CT must be viewed as a new frontier for regional integration

Government Information Agency

 

Press release

GEORGETOWN (GINA) — Secretary General (SG) of the Caribbean Community Irwin LaRocque said that CARICOM’s ongoing reform process has validated the relevance of the CARICOM Single Market and Economy (CSME) as the platform from which to build the Community’s economic resilience.

He made this remark today at the Twenty-Fifth Inter-Sessional Meeting of the Conference of Heads of Government of CARICOM which is being held in St. Vincent and the Grenadines.

The SG said that following a review of CSME’s operations by the Prime Ministerial Committee on Sunday, the next steps regarding the process would be presented to the conference. He said the Commission’s preliminary report will recommend that priority attention be focused on fiscal sustainability, including debt management, and promoting a conducive environment that would reduce regional impediments to investment and trade and spur private sector growth and development.

With regards to the reform process, he said a broad consensus was emerging on the strategic priorities for CARICOM in the next five years. The process was initially built around a five-year strategic plan for the community and a transformed secretariat.

“…The CARICOM brand must permeate all our institutions and activities as we seek to build our sense of identity,” he said.

Issues of growth, sustainable development, ICT, human resources and transportation are among the priorities that the Heads will also be deliberating on.

Speaking specifically about ICT, LaRoque said that it was both an enabler of socio-economic development, as well as a sector in its own right for creating employment, and called for it to be viewed as the new frontier for regional integration. “To enhance those possibilities, the creation of a single ICT space within our Community should be pursued vigorously in our efforts to bring technology to the people, while aiding in building our technological resilience,” he said.

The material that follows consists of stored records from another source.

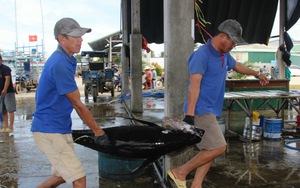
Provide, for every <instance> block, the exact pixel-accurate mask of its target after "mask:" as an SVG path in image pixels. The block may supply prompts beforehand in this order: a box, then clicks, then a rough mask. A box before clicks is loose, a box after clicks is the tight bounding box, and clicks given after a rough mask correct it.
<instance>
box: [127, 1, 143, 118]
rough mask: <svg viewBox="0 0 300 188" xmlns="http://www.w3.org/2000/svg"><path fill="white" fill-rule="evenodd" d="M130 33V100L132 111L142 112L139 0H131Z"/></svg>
mask: <svg viewBox="0 0 300 188" xmlns="http://www.w3.org/2000/svg"><path fill="white" fill-rule="evenodd" d="M131 33H132V34H131V35H130V73H131V88H130V89H131V100H130V109H131V112H133V113H141V112H143V99H142V35H141V25H140V0H132V1H131Z"/></svg>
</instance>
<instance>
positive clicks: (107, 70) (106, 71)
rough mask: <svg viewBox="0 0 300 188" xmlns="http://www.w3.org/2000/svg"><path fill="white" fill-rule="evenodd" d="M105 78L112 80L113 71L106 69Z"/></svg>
mask: <svg viewBox="0 0 300 188" xmlns="http://www.w3.org/2000/svg"><path fill="white" fill-rule="evenodd" d="M105 78H108V79H112V78H113V71H112V70H111V69H105Z"/></svg>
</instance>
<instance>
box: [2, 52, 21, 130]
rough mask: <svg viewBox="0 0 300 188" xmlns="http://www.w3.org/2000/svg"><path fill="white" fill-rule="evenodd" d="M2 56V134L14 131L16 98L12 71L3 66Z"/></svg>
mask: <svg viewBox="0 0 300 188" xmlns="http://www.w3.org/2000/svg"><path fill="white" fill-rule="evenodd" d="M2 63H3V60H2V56H1V54H0V91H1V98H0V114H2V117H3V128H2V129H1V130H0V133H10V132H13V131H14V121H15V111H16V108H17V107H16V96H15V90H14V87H13V83H12V78H11V69H10V68H9V67H8V66H6V65H4V64H2Z"/></svg>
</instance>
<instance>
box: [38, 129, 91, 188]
mask: <svg viewBox="0 0 300 188" xmlns="http://www.w3.org/2000/svg"><path fill="white" fill-rule="evenodd" d="M33 138H34V142H35V144H36V145H37V147H38V148H39V149H40V150H41V151H42V152H44V153H45V155H46V156H47V158H48V160H49V161H50V163H51V165H52V175H53V176H57V177H62V178H63V179H64V180H65V181H66V182H67V183H72V182H73V181H74V180H77V179H79V178H82V177H84V176H86V173H85V171H84V169H83V166H82V164H81V162H80V161H79V160H78V158H77V157H76V155H75V151H74V142H73V138H72V135H71V134H51V133H41V132H34V133H33Z"/></svg>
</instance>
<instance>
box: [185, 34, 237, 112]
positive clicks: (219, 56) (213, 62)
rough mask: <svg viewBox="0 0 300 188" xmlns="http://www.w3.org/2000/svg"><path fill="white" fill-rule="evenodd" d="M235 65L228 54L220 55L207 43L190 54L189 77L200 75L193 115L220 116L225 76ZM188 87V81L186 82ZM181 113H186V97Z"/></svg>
mask: <svg viewBox="0 0 300 188" xmlns="http://www.w3.org/2000/svg"><path fill="white" fill-rule="evenodd" d="M235 64H236V61H235V60H234V58H233V57H232V56H231V55H230V53H223V54H221V53H220V52H218V51H217V50H216V49H215V48H214V47H213V46H212V45H211V40H210V39H209V40H208V41H207V43H206V44H205V45H203V46H201V47H199V49H198V50H196V51H195V52H193V53H192V55H191V56H190V58H189V63H188V66H189V75H192V74H202V81H201V84H200V94H199V98H198V100H197V103H196V107H195V115H200V114H209V113H211V114H214V115H216V116H221V115H222V107H223V101H224V94H225V84H226V74H227V71H228V70H231V69H232V68H233V67H234V66H235ZM188 87H190V80H189V82H188ZM183 111H184V112H185V113H186V112H187V95H186V97H185V101H184V109H183Z"/></svg>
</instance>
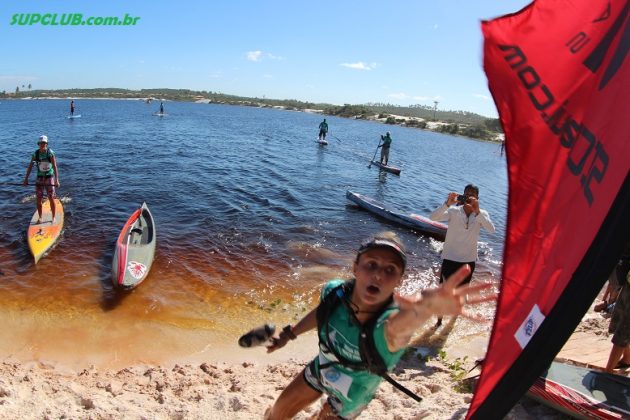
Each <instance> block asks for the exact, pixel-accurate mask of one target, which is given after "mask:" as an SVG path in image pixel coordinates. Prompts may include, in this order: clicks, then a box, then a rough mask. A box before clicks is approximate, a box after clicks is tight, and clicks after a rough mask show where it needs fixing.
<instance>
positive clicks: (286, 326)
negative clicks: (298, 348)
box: [282, 324, 297, 340]
mask: <svg viewBox="0 0 630 420" xmlns="http://www.w3.org/2000/svg"><path fill="white" fill-rule="evenodd" d="M282 332H283V333H285V334H286V335H287V337H289V339H290V340H295V339H296V338H297V335H295V334H294V333H293V330H292V328H291V324H289V325H287V326H286V327H284V328H283V329H282Z"/></svg>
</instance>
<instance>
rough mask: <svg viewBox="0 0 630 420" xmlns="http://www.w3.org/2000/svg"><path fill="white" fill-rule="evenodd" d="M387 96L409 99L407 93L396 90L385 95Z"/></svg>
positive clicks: (399, 99) (392, 98) (401, 99)
mask: <svg viewBox="0 0 630 420" xmlns="http://www.w3.org/2000/svg"><path fill="white" fill-rule="evenodd" d="M387 96H388V97H390V98H392V99H399V100H403V99H409V95H407V94H406V93H404V92H398V93H390V94H389V95H387Z"/></svg>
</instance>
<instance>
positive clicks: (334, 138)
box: [330, 133, 341, 143]
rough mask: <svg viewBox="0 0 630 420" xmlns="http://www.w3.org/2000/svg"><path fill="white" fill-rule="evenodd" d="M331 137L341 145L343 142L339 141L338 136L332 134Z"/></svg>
mask: <svg viewBox="0 0 630 420" xmlns="http://www.w3.org/2000/svg"><path fill="white" fill-rule="evenodd" d="M330 137H332V138H334V139H335V140H337V141H338V142H339V143H341V140H339V139H338V138H337V136H335V135H333V134H332V133H331V134H330Z"/></svg>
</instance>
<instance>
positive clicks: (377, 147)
mask: <svg viewBox="0 0 630 420" xmlns="http://www.w3.org/2000/svg"><path fill="white" fill-rule="evenodd" d="M381 141H382V142H383V143H381V144H379V145H378V147H377V149H378V148H379V147H382V149H381V164H382V165H385V166H387V162H389V147H390V146H391V145H392V137H391V136H390V134H389V131H388V132H387V133H385V135H384V136H381Z"/></svg>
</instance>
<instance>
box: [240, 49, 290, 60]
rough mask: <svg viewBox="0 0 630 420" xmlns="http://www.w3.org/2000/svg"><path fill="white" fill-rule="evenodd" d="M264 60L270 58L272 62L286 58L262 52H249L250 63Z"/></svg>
mask: <svg viewBox="0 0 630 420" xmlns="http://www.w3.org/2000/svg"><path fill="white" fill-rule="evenodd" d="M263 58H268V59H270V60H284V58H283V57H281V56H279V55H274V54H271V53H266V52H263V51H260V50H256V51H248V52H247V59H248V60H249V61H262V59H263Z"/></svg>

He said that human development on the other hand, must be discussed from a holistic approach to the region’s education system. This would help to address the shortcomings and challenges that had been observed in human resource capacity in both public and private sectors.

Meanwhile, Prime Minister of Trinidad and Tobago, Kamla Persad-Bissessar said that efforts to create a more efficient integration movement have seen the reform process proceeding apace. To date, national consultations in all member states and two associate members have been completed.

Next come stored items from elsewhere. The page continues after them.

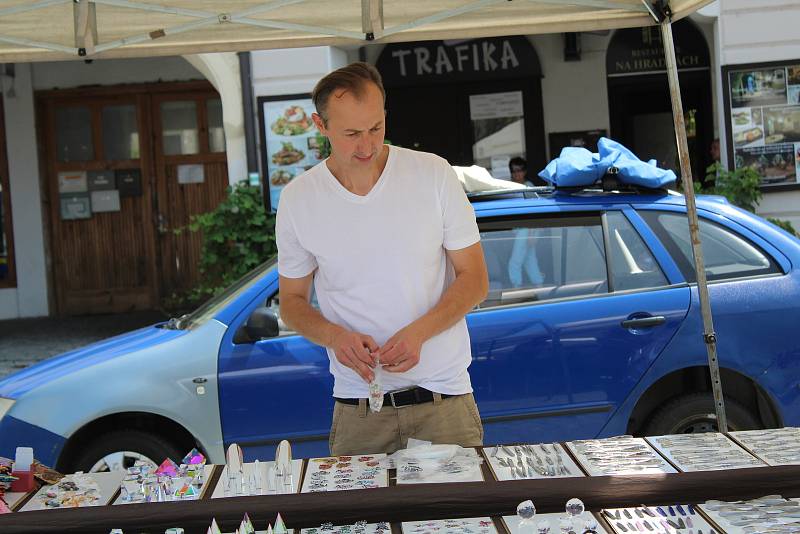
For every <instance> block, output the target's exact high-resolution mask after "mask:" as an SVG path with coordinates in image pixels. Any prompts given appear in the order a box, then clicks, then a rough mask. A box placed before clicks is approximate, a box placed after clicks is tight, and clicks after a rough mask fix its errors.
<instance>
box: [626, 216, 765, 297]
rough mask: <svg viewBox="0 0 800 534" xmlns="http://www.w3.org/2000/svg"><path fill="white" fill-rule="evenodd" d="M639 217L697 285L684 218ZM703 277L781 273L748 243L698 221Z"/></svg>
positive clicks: (702, 218)
mask: <svg viewBox="0 0 800 534" xmlns="http://www.w3.org/2000/svg"><path fill="white" fill-rule="evenodd" d="M639 214H640V215H641V216H642V217H643V218H644V220H645V221H646V222H647V224H649V225H650V227H651V228H652V229H653V231H654V232H655V233H656V235H658V237H659V239H661V241H662V242H663V243H664V246H665V247H666V248H667V250H668V251H669V252H670V254H671V255H672V257H673V258H674V259H675V262H676V263H677V264H678V267H679V268H680V270H681V273H683V276H684V278H685V279H686V281H687V282H690V283H693V282H696V281H697V276H696V275H695V272H694V255H693V254H692V244H691V241H690V240H689V224H688V222H687V220H686V215H684V214H680V213H674V212H666V211H651V210H641V211H639ZM700 242H701V243H702V246H703V259H704V260H705V268H706V277H707V278H708V280H709V281H713V280H725V279H729V278H739V277H743V276H758V275H765V274H776V273H781V269H780V267H779V266H778V264H777V263H776V262H775V260H773V259H772V258H771V257H769V256H768V255H767V254H766V253H765V252H764V251H763V250H761V249H760V248H759V247H758V246H757V245H756V244H755V243H752V242H751V241H750V240H749V239H747V238H745V237H743V236H741V235H739V234H737V233H735V232H734V231H732V230H729V229H727V228H725V227H724V226H722V225H719V224H717V223H715V222H712V221H709V220H706V219H703V218H702V217H701V218H700Z"/></svg>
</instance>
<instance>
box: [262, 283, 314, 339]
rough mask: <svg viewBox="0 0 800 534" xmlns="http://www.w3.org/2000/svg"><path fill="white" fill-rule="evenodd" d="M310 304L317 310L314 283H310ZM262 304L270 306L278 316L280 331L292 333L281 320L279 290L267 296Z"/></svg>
mask: <svg viewBox="0 0 800 534" xmlns="http://www.w3.org/2000/svg"><path fill="white" fill-rule="evenodd" d="M309 303H310V304H311V306H312V307H313V308H314V309H315V310H319V302H317V292H316V291H315V290H314V285H313V284H312V285H311V299H310V301H309ZM264 306H265V307H267V308H270V309H271V310H272V311H273V312H275V316H276V317H277V318H278V327H279V328H280V331H281V333H284V332H287V333H293V332H294V331H293V330H292V329H290V328H289V327H288V326H286V323H284V322H283V319H281V295H280V292H275V293H274V294H273V295H271V296H270V297H267V300H266V302H265V303H264Z"/></svg>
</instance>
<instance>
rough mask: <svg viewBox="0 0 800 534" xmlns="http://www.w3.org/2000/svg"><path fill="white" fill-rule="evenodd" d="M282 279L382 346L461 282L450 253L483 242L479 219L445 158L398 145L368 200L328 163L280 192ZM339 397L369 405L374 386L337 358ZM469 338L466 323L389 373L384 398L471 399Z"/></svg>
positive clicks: (384, 378) (328, 349)
mask: <svg viewBox="0 0 800 534" xmlns="http://www.w3.org/2000/svg"><path fill="white" fill-rule="evenodd" d="M276 237H277V241H278V272H279V273H280V274H281V275H282V276H285V277H288V278H302V277H304V276H306V275H308V274H310V273H311V272H313V271H314V270H315V269H316V270H317V272H316V274H315V275H314V289H315V291H316V294H317V301H318V302H319V307H320V311H321V312H322V315H323V316H324V317H325V318H326V319H328V320H329V321H331V322H333V323H335V324H338V325H341V326H343V327H345V328H348V329H350V330H353V331H355V332H360V333H363V334H368V335H370V336H372V337H373V339H375V342H376V343H377V344H378V345H379V346H382V345H383V344H384V343H385V342H386V341H387V340H388V339H389V338H390V337H392V336H393V335H394V334H395V333H396V332H397V331H398V330H400V329H401V328H403V327H405V326H406V325H408V324H409V323H411V322H413V321H414V320H416V319H418V318H419V317H421V316H422V315H424V314H425V313H427V312H428V311H429V310H430V309H431V308H433V307H434V306H435V305H436V304H437V303H438V302H439V300H440V299H441V297H442V295H443V294H444V292H445V290H446V289H447V287H448V286H449V284H450V283H452V280H453V268H452V265H450V264H449V263H448V262H447V256H446V255H445V249H449V250H458V249H462V248H466V247H468V246H470V245H473V244H475V243H477V242H478V241H479V240H480V234H479V233H478V226H477V223H476V221H475V213H474V212H473V210H472V207H471V206H470V204H469V201H468V200H467V197H466V195H465V194H464V190H463V188H462V186H461V182H459V181H458V178H457V176H456V174H455V171H453V169H452V167H450V165H449V164H448V163H447V161H445V160H444V159H442V158H440V157H438V156H436V155H434V154H428V153H425V152H415V151H413V150H408V149H404V148H399V147H394V146H390V148H389V157H388V160H387V162H386V167H385V168H384V171H383V173H382V174H381V176H380V178H379V179H378V182H377V183H376V184H375V186H374V187H373V188H372V190H371V191H370V192H369V193H368V194H367V195H365V196H359V195H356V194H354V193H351V192H350V191H348V190H347V189H346V188H345V187H344V186H342V185H341V184H340V183H339V181H338V180H337V179H336V178H335V177H334V176H333V174H331V172H330V170H328V167H327V165H326V164H325V162H323V163H320V164H319V165H317V166H315V167H314V168H313V169H311V170H309V171H308V172H306V173H304V174H302V175H300V176H298V177H297V178H295V179H294V180H293V181H292V182H291V183H290V184H289V185H287V186H286V188H284V190H283V191H282V192H281V202H280V205H279V208H278V216H277V223H276ZM328 356H329V358H330V361H331V365H330V370H331V374H333V376H334V379H335V383H334V387H333V396H334V397H339V398H365V397H367V396H368V384H367V383H366V382H364V380H363V379H362V378H361V377H360V376H358V374H357V373H356V372H355V371H353V370H351V369H350V368H348V367H346V366H344V365H342V364H341V363H340V362H339V361H338V360H337V359H336V356H335V355H334V353H333V351H332V350H331V349H328ZM471 359H472V358H471V352H470V345H469V333H468V332H467V324H466V321H465V320H464V319H463V318H462V319H461V320H460V321H458V322H457V323H456V324H455V325H453V326H452V327H450V328H448V329H447V330H445V331H444V332H442V333H440V334H438V335H436V336H434V337H432V338H431V339H429V340H428V341H426V342H425V343H424V344H423V346H422V351H421V355H420V361H419V363H418V364H417V365H416V366H415V367H413V368H412V369H410V370H408V371H406V372H404V373H389V372H385V373H383V378H382V382H383V387H384V390H385V391H393V390H396V389H402V388H406V387H410V386H417V385H418V386H422V387H424V388H427V389H430V390H432V391H436V392H439V393H445V394H450V395H460V394H463V393H470V392H471V391H472V386H471V384H470V380H469V374H468V373H467V367H468V366H469V364H470V362H471Z"/></svg>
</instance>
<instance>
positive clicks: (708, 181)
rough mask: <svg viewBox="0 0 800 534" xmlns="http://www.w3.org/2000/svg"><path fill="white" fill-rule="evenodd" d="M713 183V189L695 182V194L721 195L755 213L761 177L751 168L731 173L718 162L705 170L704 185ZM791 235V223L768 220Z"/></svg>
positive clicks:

She proposed an amendment to the agenda of this inter-sessional meeting for the ratification of the Arms Trade Treaty and support for Trinidad and Tobago’s CARICOM-endorsed Bid to Host the Secretariat in Port of Spain.

The Arms Trade Treaty, the PM said would provide the region with a significant component in the global fight against the trade of conventional arms in illicit markets. Among CARICOM member States, only Guyana, Antigua and Barbuda, Trinidad and Tobago and Grenada have thus far ratified this treaty.

“To attain that secure future, to build sustainable development and progress, we must be willing to not only do the work that is required, but also take the tough decisions and fulfill our obligations,” Persad-Bissessar said.

Prime Minister of the host country, Dr. Ralph Gonsalves in his remarks, lashed out at critics of CARICOM. He reminded that CARICOM is not a central government for a bundle of disparate territories.

“It is not a unitary state; it is not a federation; it is not even a confederation. The Revised Treaty of Chaguaramas conceives it as a community of sovereign states. Its centre has been deliberately designed as a weak superstructure which constantly gropes for consensus. That is what the political market can bear; that is the reality which the broad citizenry in the Community has endorsed,” he said.

He added that neither the political leadership as a collective nor the population as a whole has an appetite for much more than what is currently on offer in the Treaty commitments. As such, the political mandate is to ensure that what is fashioned in the Revised Treaty is implemented optimally.

Dr. Gonsalves said that far too often, CARICOM is lambasted for its failure or refusal to implement the decisions of its treaty-based institutions and invariably, the Secretariat is excoriated for this implementation deficit.

“The Secretariat is not CARICOM; it is the central administrative instrument of CARICOM, but it possesses no authority to compel enforcement of decisions… each government is enjoined in its responsibility, nay its solemn obligation, to put appropriate institutional arrangements in its natural executive and administrative apparatuses to facilitate the speedy and efficacious implementation of CARICOM’s decisions,” he stated.